Buckingham Palace confirmed the 96-year-old monarch, who has been feeling “discomfort”, would also miss Saturday’s 243rd Epsom Derby, which she normally attends and which together with a pop concert outside Buckingham Palace will comprise the third day of Jubilee celebrations.
As with the Thanksgiving service, the Queen will watch the Derby on television.
Friday’s church service, which followed the fun and thrills of the opening Trooping the Colour and military flypast on day one, recognised the Queen’s lifetime of service and included 400 special guests such as politicians, charity figures and groups the Queen has supported.
Prime Minister Boris Johnson, who delivered a reading, was met by a mixture of cheers and boos from the crowd outside the cathedral, reflecting recent public anger over his conduct in office.
British media commented that the boos were more prominent than the cheers.
Harry, 37, and Meghan, 40, arrived to a smattering of boos, but also loud spontaneous cheers, and appeared slightly nervous as they held hands tightly, with the eyes of the congregation fixed on them as they walked to their pews.
They were seated on the opposite side of the aisle to the Duke and Duchess of Cambridge and alongside Princess Eugenie and her husband Jack Brooksbank on one side.
On the other side was Princess Margaret’s daughter Lady Sarah Chatto.
There was no obvious interaction between Harry and his brother William at Friday’s service.
The California-based couple, who had said they were “excited and honoured” to attend the Platinum Jubilee events, made headlines with a bombshell Oprah Winfrey interview in March last year.
Their relationship with the other royals, most notably with Harry’s elder brother Prince William, has been frosty since Meghan, who is biracial, accused an unnamed royal of racism and Harry complained his family had cut them off financially..
Media reports suggested the Queen had finally met baby Lilibet for the first time on Thursday, though a palace source described this as complete speculation.
During the sermon, Archbishop of York Stephen Cottrell referenced the Queen’s love of horses as he described her enduring reign.

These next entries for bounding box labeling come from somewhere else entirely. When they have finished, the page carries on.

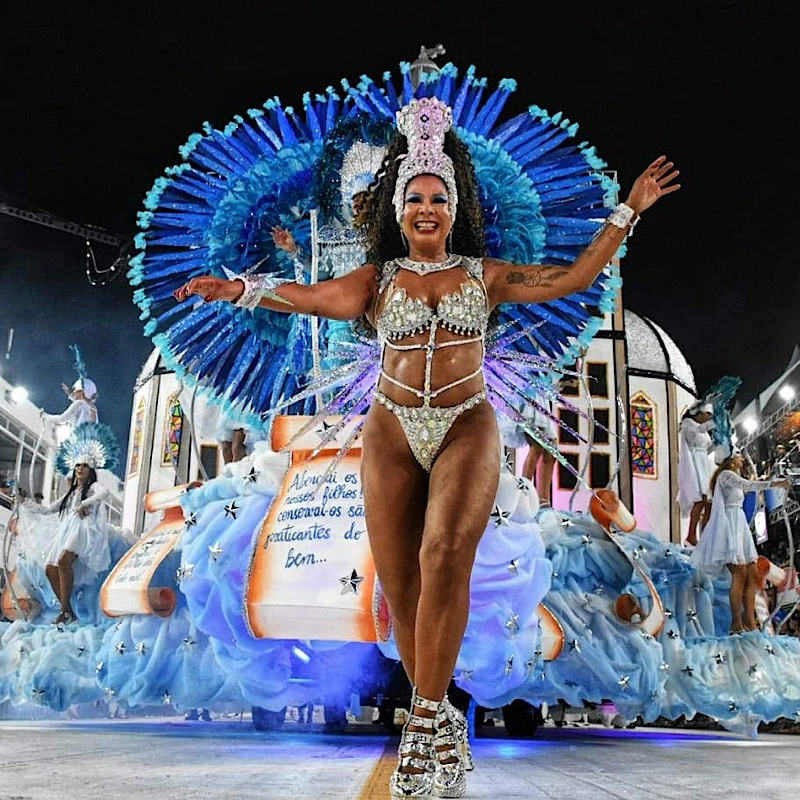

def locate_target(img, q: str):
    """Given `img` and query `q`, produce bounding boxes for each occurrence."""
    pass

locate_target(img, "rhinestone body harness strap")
[375,259,489,472]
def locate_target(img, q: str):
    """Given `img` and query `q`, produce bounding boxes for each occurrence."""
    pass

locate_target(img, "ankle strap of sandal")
[411,687,442,712]
[408,713,434,731]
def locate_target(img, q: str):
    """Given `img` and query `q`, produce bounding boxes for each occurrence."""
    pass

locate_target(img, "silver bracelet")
[606,203,639,236]
[225,268,294,311]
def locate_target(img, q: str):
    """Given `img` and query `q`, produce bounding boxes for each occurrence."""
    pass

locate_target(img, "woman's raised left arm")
[484,156,681,306]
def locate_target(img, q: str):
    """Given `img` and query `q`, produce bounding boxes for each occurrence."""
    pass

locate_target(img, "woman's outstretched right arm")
[175,264,377,320]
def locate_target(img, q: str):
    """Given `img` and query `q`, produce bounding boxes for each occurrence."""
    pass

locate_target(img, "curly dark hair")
[363,130,487,266]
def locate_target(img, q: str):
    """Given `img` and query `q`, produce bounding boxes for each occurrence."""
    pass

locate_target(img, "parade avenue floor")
[0,715,800,800]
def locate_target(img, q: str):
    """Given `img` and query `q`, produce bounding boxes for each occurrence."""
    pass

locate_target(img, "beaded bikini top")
[377,256,489,342]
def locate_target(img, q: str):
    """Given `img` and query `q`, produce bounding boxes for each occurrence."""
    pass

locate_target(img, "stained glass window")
[128,397,145,475]
[631,392,658,478]
[161,392,183,467]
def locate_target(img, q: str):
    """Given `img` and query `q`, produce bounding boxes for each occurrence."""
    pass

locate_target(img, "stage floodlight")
[742,417,758,433]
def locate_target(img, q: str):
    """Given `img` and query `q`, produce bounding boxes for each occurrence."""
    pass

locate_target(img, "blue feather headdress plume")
[69,344,86,385]
[704,375,742,461]
[56,422,119,475]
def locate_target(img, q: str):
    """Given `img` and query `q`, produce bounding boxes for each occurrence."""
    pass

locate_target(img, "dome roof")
[624,309,697,394]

The Archbishop said her 70 years as head of state was like the distance of the Grand National — the famous, gruelling steeplechase — rather than the Epsom Derby sprint.
“But with endurance through times of change and challenge, joy and sorrow, you continue to offer yourself in the service of our country and the Commonwealth,” he said.
“Your Majesty, we are sorry that you’re not here with us this morning, but we are so glad that you are still in the saddle. And we are glad that there is still more to come. So thank you for staying the course.”
The service featured Bible readings, prayers, and hymns to express gratitude for Elizabeth’s reign.